Il direttore generale della Rai, Mauro Masi

Il direttore generale della Rai, Mauro Masi, ha querelato il Fatto quotidiano. “In merito all’ennesimo articolo contenente notizie false e assolutamente tendenziose (peraltro ultimo di una lunga serie facente parte di una campagna denigratoria anche sulla mia vita privata) apparso questa mattina sul quotidiano Il Fatto a firma Marco Lillo“, scrive Masi in una nota della Rai, fatto anomalo, visto che nella querela parla soprattutto di vita privata, “il direttore generale ha dato mandato ad un pool di legali di procedere nei confronti degli autori degli articoli, del direttore responsabile della testata e della societa’ editrice, per diffamazione aggravata e per stalking”.

Ecco la replica del nostro giornale al manager Rai

Il direttore generale della Rai, Mauro Masi, annuncia di aver fatto denuncia per stalking nei confronti del nostro quotidiano che ha l’unico scopo di porre una spada di Damocle sul nostro lavoro. Possiamo rassicurare i lettori che, a partire da domani, pubblicheremo ancora articoli con interviste e notizie inedite sulle vicende che riguardano Masi. Come al solito, continueremo serenamente a fare il nostro dovere di cronisti e non ci faremo intimidire.

Però è necessario spiegare meglio la strategia legale del direttore generale della Rai per far comprendere ai lettori meglio quello che sta accadendo.

Lo stalking è punito dalla legge con la galera da sei mesi a 4 anni perché è un reato grave introdotto due anni fa nel codice per sanzionare i comportamenti persecutori e pericolosi.

Masi di fatto ci equipara con il suo comunicato a “chiunque reiteratamente, con qualunque mezzo, minaccia o molesta taluno in modo tale da infliggergli un grave disagio psichico ovvero da determinare un giustificato timore per la sicurezza personale propria o di una persona vicina o comunque da pregiudicare in maniera rilevante il suo modo di vivere”.

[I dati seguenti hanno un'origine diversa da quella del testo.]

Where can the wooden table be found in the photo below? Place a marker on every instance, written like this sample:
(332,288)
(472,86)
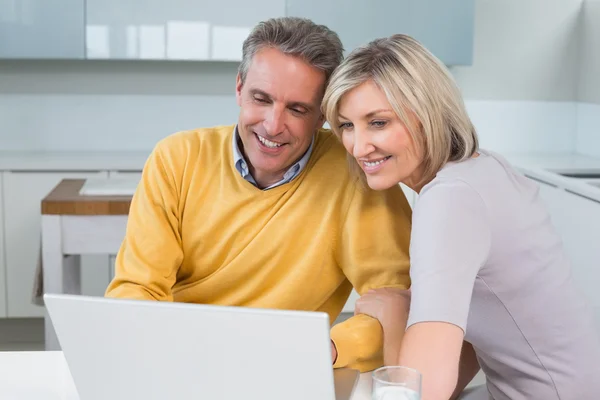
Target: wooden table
(75,225)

Ovviamente né gli articoli né le telefonate a Masi precedenti al pezzo avevano nulla a che fare con un simile comportamento.

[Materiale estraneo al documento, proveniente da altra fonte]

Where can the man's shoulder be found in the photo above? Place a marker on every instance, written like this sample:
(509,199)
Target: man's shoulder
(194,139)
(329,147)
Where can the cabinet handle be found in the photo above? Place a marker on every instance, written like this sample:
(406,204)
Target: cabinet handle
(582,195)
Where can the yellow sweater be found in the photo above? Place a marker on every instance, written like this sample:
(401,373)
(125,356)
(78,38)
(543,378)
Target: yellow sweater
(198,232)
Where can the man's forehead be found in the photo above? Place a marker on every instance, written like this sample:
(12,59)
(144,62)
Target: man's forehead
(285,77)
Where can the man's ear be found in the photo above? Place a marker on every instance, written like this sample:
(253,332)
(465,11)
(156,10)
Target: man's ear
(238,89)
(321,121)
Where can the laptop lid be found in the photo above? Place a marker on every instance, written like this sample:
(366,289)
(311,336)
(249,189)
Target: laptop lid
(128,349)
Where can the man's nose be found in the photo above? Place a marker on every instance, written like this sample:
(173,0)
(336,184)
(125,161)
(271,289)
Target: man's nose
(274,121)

Come è evidente Il Fatto non ha commesso alcuno stalking ma ha svolto il suo dovere di informare il pubblico. Se abbiamo contattato Masi prima dell’articolo con telefonate ed sms cortesi (che abbiamo registrato e che sono a disposizione della magistratura) è solo per avere la sua versione dei fatti. Sulla carta dei doveri del giornalista c’è scritto che:

Il giornalista non deve dare notizia di accuse che possano danneggiare la reputazione e la dignità di una persona senza garantire opportunità di replica all’accusato. Nel caso in cui ciò sia impossibile (perché il diretto interessato risulta irreperibile o non intende replicare), ne informa il pubblico.

Sentire Masi non era solo un nostro diritto ma anche un nostro dovere.

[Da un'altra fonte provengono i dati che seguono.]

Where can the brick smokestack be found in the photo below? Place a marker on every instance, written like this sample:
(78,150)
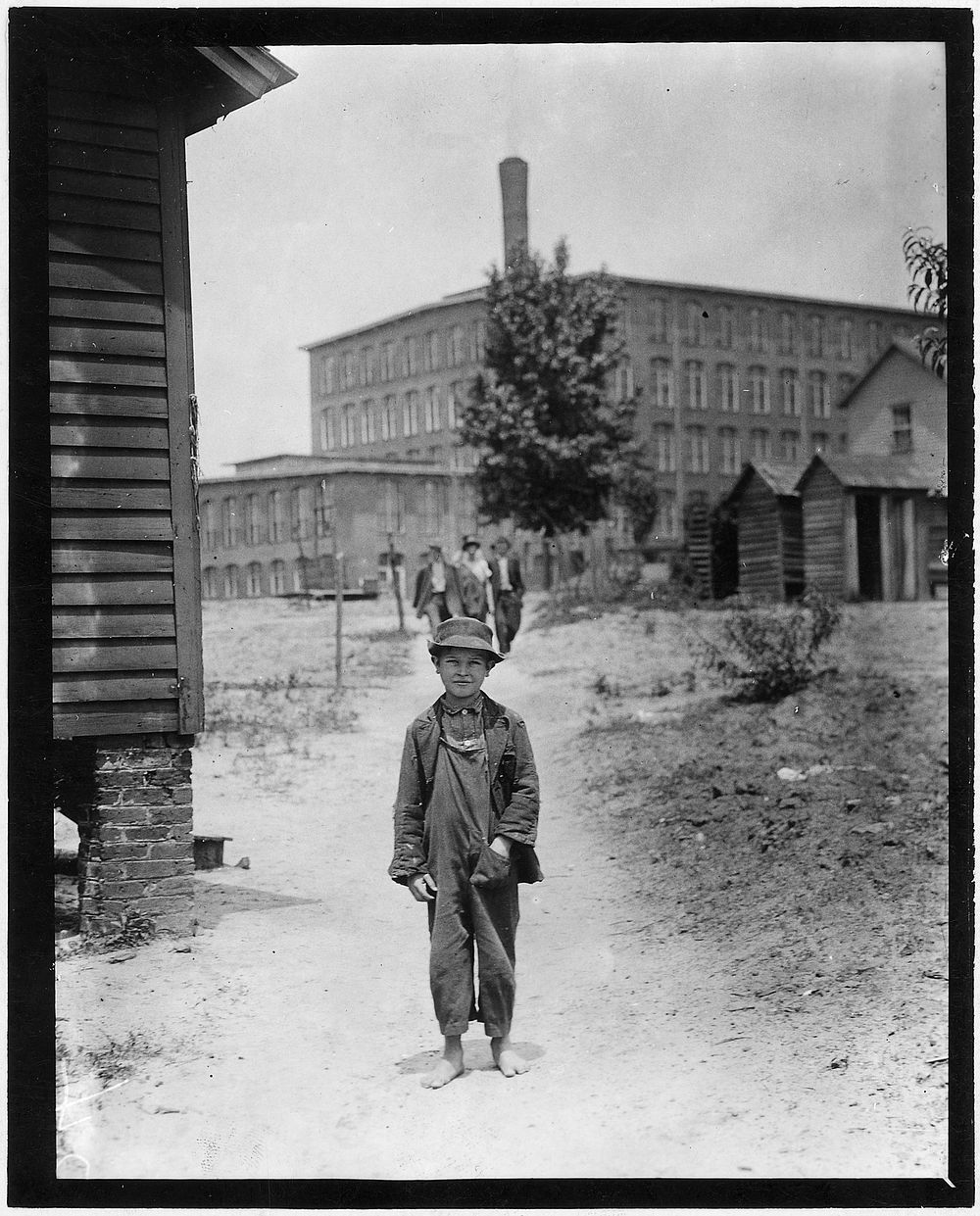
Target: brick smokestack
(514,187)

Il direttore generale della Rai, peraltro, ci ha sempre risposto e ha accettato di parlare salvo poi cambiare tono e attaccare ogni volta che gli si ponevano domande imbarazzanti.

All’esito di un lungo lavoro di inchiesta autonomo, che ha talvolta smentito le conclusioni errate degli stessi investigatori, Il Fatto Quotidiano ha scritto ieri un articolo documentato che non è stato smentito né da Masi, né dalla RAI, né da alcun altro soggetto coinvolto e citato nel pezzo. Semplicemente perché tutti i fatti narrati sono tveri. Masi non poteva smentire né le sue intercettazioni telefoniche con Angelo Balducci nelle quali concordava il sopralluogo dell’operaio di Diego Anemone a Capri, né il preliminare di acquisto firmato dalla sua compagna di allora, Susanna Smit, con Umberto Mattone per 2,3 milioni di euro, né la risoluzione successiva di un anno, né l’ottenimento della promessa da parte di Mattone di restituire 100 mila euro alla ex compagna, né l’esistenza di una fiction inserita dalla Rai nel piano di produzione e basata su un soggetto di Mattone ispirato alla sua biografia.

A corto di argomenti, Masi ha deciso, come si dice a Roma e dintorni, di “buttarla in caciara”.

Grazie al suo comunicato le agenzie di stampa non si sono concentrate sui fatti narrati (la villa, la fiction, ecc…) ma sulla reazione del manager Rai. Ed è molto grave che il manager posto alla guida della principale società culturale del paese, un’azienda pubblica sottoposta al controllo del Parlamento e pagata dal canone dei cittadini, possa impunemente reagire così alla pubblicazione di un articolo che narra una storia vera sulla quale Masi dovrebbe rendere conto all’opinione pubblica.